Stonefish are considered the most venomous fish in the world. With an excellent ability to camouflage in rocky or muddy shallow ocean floors, these fish sport 13 defensive venomous spines on their back, each of which is like a hypodermic needle attached to a sac of venom, ready to cause severe harm to those who come into contact with them. Symptoms of a stonefish sting can include intense pain, swelling, tissue necrosis, and in some severe cases, death.
According to an article in Ocean Conservancy, "One victim wrote online (which was later reported by ABC News) that after being stung on the finger, it was like 'having each knuckle, then the wrist, elbow, and shoulder being hit in turn with a sledgehammer over the course of about an hour.'"
Getting stung by a stonefish sounds like a great way for a YouTuber to generate page views. That's exactly what Mark Vins (20.9 million subscribers) did when he went to eastern Australia to intentionally get himself stung by a stonefish.

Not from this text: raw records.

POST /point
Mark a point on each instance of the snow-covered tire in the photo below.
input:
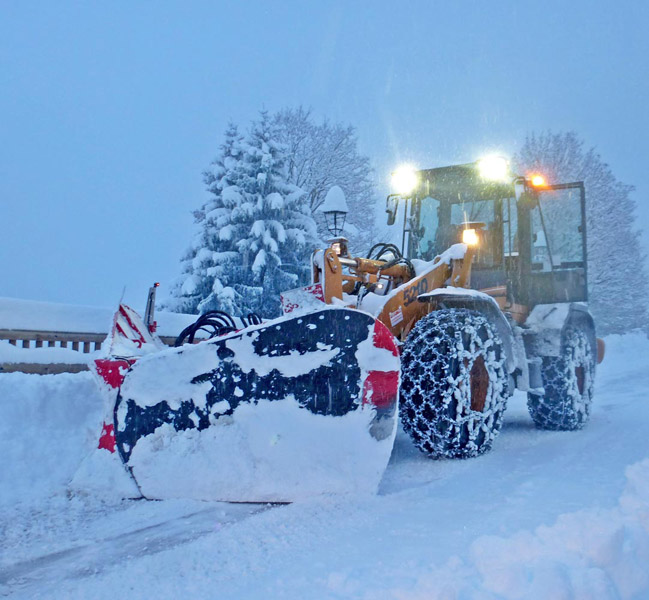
(568, 381)
(453, 384)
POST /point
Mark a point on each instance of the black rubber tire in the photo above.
(444, 355)
(568, 381)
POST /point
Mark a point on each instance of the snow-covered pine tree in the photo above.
(322, 155)
(281, 232)
(617, 277)
(209, 266)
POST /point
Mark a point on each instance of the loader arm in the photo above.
(400, 311)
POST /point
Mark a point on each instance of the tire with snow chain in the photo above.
(453, 384)
(568, 381)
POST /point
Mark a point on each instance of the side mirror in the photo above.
(391, 207)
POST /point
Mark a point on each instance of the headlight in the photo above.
(469, 237)
(494, 168)
(404, 180)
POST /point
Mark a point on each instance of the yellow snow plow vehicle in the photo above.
(487, 294)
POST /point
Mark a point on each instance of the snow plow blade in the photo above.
(292, 408)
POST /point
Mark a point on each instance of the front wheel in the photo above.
(568, 381)
(453, 384)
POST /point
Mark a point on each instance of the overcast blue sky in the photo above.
(109, 111)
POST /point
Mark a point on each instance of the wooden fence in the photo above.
(83, 343)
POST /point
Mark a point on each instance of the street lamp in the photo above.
(335, 210)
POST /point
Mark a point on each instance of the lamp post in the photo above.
(335, 211)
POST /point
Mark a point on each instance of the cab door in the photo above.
(556, 252)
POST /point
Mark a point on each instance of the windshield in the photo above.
(438, 225)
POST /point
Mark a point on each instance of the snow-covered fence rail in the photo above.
(43, 337)
(80, 342)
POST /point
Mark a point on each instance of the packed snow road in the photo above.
(544, 515)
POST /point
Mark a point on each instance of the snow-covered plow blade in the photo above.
(295, 407)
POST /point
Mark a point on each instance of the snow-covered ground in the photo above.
(543, 515)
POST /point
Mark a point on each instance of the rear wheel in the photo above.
(453, 384)
(568, 381)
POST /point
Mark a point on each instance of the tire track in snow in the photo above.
(90, 559)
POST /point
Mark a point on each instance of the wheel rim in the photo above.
(479, 378)
(580, 374)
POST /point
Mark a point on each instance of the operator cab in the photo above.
(531, 245)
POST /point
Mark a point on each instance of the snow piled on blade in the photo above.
(271, 451)
(239, 433)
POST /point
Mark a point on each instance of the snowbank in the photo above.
(600, 554)
(47, 424)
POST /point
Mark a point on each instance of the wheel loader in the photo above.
(487, 294)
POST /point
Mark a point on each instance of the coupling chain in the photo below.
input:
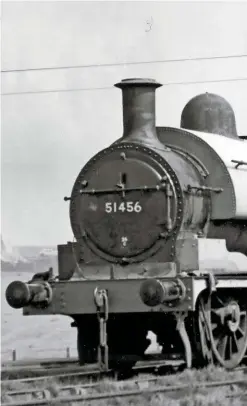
(102, 305)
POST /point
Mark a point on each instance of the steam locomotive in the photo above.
(160, 225)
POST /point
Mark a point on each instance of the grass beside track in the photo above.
(190, 396)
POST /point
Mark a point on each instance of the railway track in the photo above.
(90, 392)
(72, 388)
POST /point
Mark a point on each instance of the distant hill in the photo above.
(27, 258)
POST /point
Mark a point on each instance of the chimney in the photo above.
(139, 111)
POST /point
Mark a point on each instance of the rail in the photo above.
(143, 388)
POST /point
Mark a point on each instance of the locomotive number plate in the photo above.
(122, 207)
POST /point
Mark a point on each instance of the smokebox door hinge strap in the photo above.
(102, 305)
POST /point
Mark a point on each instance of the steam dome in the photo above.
(209, 113)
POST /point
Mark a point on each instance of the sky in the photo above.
(47, 138)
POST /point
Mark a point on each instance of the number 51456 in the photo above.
(122, 207)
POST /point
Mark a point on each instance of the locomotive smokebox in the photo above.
(139, 111)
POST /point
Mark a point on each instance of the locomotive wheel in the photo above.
(222, 323)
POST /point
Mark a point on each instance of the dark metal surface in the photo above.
(139, 111)
(209, 113)
(223, 205)
(76, 297)
(106, 223)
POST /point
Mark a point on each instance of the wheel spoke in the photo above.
(235, 342)
(222, 346)
(239, 330)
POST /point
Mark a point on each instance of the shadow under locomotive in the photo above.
(143, 211)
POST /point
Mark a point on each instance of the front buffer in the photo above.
(201, 317)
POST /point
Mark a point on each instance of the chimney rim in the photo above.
(138, 82)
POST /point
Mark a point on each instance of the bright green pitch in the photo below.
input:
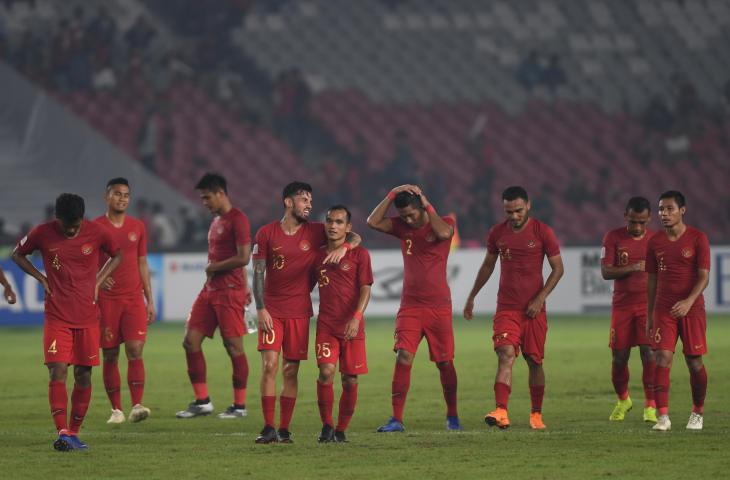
(580, 442)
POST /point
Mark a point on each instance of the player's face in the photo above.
(70, 230)
(669, 212)
(636, 222)
(336, 225)
(517, 212)
(413, 216)
(117, 199)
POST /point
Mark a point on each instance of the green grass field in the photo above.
(579, 442)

In the video below, you can watch him look for a wild stonefish in the water, which isn't easy because it looks just like a moss-covered rock. Then he holds a piece of neoprene rubber against a few spines to show the surprisingly beautiful blue venom squirt from the tips. Before he stings himself, he explains that most people who die from stonefish stings do so from the shock of how painful this thing is, and not from the venom itself.

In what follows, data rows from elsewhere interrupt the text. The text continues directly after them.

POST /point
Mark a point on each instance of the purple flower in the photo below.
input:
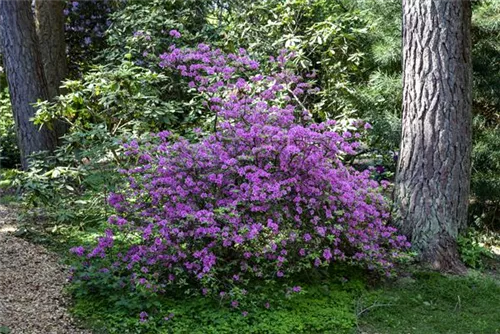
(143, 316)
(174, 34)
(79, 251)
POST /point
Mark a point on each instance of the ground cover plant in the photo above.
(228, 167)
(263, 196)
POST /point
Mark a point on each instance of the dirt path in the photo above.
(31, 283)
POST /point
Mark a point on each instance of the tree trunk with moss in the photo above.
(433, 173)
(25, 75)
(50, 30)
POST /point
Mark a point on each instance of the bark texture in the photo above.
(50, 30)
(433, 173)
(25, 75)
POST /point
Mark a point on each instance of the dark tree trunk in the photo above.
(433, 174)
(25, 75)
(50, 30)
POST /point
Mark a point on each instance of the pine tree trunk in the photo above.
(25, 75)
(433, 174)
(50, 30)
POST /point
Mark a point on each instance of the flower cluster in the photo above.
(264, 196)
(86, 22)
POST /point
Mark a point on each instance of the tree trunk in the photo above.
(25, 75)
(433, 173)
(50, 30)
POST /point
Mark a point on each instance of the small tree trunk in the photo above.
(433, 173)
(50, 30)
(25, 75)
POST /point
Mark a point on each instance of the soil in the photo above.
(32, 281)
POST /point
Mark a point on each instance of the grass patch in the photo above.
(433, 303)
(348, 302)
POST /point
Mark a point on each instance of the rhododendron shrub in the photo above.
(264, 196)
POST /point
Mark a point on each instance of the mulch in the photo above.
(32, 280)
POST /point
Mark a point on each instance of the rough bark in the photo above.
(433, 173)
(25, 75)
(50, 30)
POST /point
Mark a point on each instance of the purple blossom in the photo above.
(254, 198)
(174, 34)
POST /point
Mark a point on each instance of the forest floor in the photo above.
(33, 280)
(31, 284)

Before he lets the fish sting him, he tells viewers that stonefish venom quickly breaks down in the presence of heat. In his backpack, he has a thermos filled with hot water to pour on the bite in case the pain becomes too intense. He also has an EpiPen.
He then pushes his palm against one of the spines from which he had already extracted most of the venom so that he could give himself a "microdose" of stonefish venom. As soon as his hand touches the spine, he jerks it back involuntarily. Much of the rest of the video shows him wincing, grimacing, and complaining about how bad his hand feels. Even after he applies the hot water, he says the pain spreads all the way up past his shoulder and into his neck. A month later, he is still experiencing numbness in his hand and fingers.